Asiento inclinado a 54 cm
El asiento mide 41×28 cm y queda a 54 cm del suelo, inclinado hacia delante. Esa inclinación abre el ángulo de cadera y reparte el peso entre el asiento y los apoyos de las espinillas, en lugar de cargarlo todo sobre los isquiones.
Va bien con escritorios de entre 75 y 90 cm, un rango algo más alto que el resto de la gama.
Madera de abedul y lino sintético
La estructura es de abedul macizo con acabado natural, y el tapizado de lino sintético con espuma. Aguanta 120 kg. Es la que mejor queda a la vista: no parece mobiliario de oficina, y por eso funciona bien en un salón, un dormitorio o una zona de lectura.
Sin respaldo, con lo que eso implica
Seamos claros sobre las limitaciones. Sin respaldo, el tronco se sostiene solo con la musculatura: es una postura activa, no de descanso. Combinado con el balanceo, el resultado es un asiento que trabaja constantemente — estupendo para veinte o treinta minutos, agotador para tres horas.
Y como toda la gama, el propio fabricante recomienda empezar con sesiones de 15 a 30 minutos y ampliar poco a poco, porque activa musculatura que con una silla normal no usas.
Características de la silla postural UPPSALA
- Medidas totales: 55x85x55 cm (ancho x fondo x alto)
- Asiento: 41×28 cm, a 54 cm del suelo, inclinado
- Base: curva de abedul, con balanceo continuo
- Respaldo: no lleva
- Estructura: madera de abedul maciza, acabado natural
- Tapizado: lino sintético (100% poliéster) con espuma
- Carga máxima: 120 kg
- Altura de mesa recomendada: de 75 a 90 cm
- Colores: crema y gris
- Peso: 7,2 kg
- Montaje: sencillo, con manual incluido
- Referencia: MOC-POST-UPPSALA
Preguntas frecuentes sobre la silla postural UPPSALA
¿El balanceo no es inestable?
No se vuelca: el recorrido es corto y la base ancha. Al principio se nota raro y en un par de días deja de notarse.
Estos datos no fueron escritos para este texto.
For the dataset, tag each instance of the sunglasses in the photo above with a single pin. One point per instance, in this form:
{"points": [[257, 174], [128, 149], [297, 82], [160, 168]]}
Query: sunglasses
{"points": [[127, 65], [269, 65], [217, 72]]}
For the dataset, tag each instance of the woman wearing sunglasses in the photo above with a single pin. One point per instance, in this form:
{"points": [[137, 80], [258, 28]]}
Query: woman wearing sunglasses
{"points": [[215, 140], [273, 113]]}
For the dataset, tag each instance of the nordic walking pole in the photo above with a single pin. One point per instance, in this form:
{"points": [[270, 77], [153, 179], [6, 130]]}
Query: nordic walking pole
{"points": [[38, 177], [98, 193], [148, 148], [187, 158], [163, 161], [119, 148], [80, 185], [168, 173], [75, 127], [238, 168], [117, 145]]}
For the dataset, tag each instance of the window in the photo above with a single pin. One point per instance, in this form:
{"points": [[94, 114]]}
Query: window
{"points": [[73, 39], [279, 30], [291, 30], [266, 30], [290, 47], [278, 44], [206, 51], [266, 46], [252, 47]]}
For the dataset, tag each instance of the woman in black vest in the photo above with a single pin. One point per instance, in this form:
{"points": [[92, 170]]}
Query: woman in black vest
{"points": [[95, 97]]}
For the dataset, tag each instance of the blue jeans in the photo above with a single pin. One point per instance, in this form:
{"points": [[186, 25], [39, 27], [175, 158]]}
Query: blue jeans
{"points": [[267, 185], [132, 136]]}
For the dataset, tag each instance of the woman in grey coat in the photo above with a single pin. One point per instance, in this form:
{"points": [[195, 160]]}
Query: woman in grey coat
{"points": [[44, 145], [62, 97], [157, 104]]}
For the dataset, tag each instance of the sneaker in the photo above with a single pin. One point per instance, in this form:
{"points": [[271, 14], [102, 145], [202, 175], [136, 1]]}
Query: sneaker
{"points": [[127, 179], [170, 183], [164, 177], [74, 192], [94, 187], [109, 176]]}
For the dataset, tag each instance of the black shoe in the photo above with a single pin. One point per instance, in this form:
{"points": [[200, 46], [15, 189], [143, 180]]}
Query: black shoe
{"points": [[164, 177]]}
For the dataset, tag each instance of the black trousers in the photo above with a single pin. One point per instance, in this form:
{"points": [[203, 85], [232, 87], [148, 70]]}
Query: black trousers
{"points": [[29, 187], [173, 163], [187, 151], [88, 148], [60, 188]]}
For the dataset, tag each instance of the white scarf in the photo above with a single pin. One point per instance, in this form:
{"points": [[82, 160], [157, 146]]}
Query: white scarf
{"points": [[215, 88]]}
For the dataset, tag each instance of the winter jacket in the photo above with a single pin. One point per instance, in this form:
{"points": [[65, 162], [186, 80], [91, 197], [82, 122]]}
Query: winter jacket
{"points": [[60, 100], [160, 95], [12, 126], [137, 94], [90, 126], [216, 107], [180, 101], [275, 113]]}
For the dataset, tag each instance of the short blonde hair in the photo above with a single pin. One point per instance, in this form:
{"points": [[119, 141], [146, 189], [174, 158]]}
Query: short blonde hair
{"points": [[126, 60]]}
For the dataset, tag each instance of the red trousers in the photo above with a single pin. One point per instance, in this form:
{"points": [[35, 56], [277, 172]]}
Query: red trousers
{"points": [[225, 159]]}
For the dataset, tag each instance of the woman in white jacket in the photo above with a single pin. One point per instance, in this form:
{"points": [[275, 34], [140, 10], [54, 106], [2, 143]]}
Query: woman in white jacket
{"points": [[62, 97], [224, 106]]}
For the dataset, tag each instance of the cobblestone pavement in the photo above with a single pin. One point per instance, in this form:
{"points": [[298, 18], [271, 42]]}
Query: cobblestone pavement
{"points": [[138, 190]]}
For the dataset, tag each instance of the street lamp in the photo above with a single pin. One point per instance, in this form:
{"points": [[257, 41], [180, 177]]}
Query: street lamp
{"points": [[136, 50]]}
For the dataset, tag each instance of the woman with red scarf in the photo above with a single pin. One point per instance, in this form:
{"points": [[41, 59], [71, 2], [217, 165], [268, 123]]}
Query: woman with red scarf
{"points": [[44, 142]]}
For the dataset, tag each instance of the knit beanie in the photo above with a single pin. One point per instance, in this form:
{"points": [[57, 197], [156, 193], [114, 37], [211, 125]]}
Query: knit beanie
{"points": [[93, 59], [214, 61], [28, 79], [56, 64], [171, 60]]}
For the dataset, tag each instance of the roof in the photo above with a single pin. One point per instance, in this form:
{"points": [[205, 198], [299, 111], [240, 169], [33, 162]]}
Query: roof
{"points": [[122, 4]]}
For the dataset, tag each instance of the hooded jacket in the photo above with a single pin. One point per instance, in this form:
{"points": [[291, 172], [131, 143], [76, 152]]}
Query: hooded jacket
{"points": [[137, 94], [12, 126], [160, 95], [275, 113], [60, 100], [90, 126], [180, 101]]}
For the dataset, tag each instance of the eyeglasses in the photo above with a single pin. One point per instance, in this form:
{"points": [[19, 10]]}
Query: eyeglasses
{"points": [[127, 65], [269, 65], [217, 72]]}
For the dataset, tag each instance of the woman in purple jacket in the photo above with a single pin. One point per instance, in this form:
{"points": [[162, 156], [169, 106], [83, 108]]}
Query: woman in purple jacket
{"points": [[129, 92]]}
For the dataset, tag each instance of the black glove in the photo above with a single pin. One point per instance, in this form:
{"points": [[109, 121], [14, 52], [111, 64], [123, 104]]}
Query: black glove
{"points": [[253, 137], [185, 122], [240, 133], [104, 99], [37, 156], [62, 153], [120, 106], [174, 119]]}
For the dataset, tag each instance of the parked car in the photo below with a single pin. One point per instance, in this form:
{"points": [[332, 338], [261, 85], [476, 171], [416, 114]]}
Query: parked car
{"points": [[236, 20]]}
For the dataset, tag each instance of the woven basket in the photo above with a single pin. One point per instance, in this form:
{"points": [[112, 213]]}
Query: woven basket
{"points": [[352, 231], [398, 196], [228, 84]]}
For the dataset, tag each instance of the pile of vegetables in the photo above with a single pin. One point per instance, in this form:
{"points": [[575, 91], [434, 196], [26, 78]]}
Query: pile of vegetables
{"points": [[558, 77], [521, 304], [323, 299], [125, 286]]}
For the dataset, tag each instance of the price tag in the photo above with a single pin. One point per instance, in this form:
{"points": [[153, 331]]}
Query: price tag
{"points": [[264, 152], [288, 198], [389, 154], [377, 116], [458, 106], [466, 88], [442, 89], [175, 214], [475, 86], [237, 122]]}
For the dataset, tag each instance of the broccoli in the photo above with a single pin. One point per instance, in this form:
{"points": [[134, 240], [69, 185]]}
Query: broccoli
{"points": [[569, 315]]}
Si te mareas con facilidad o buscas un asiento completamente firme, elige un modelo de patas fijas.
¿En qué se diferencia de la HELSINKI?
La HELSINKI tiene patas fijas, se regula en altura y ocupa menos. Esta balancea, es más alta y no se regula. Elige la UPPSALA si lo que buscas es movimiento; la HELSINKI si necesitas ajustar la altura a tu mesa.
¿Sirve para meditar?
Es probablemente la mejor de la gama para eso: la postura de rodillas con asiento inclinado y el balanceo suave son justo lo que se busca en sesiones de meditación.
¿Cuánto tiempo puedo estar en ella?
Tras varias semanas de adaptación, tramos de media hora a una hora, alternando con tu silla habitual. No es una silla de jornada completa; para eso necesitas una silla ergonómica con respaldo y regulaciones.
¿La madera se raya?
El abedul lleva acabado natural y, como cualquier madera vista, se marca con el uso. Sobre suelo duro conviene ponerle fieltros en los patines para no rayar el parquet.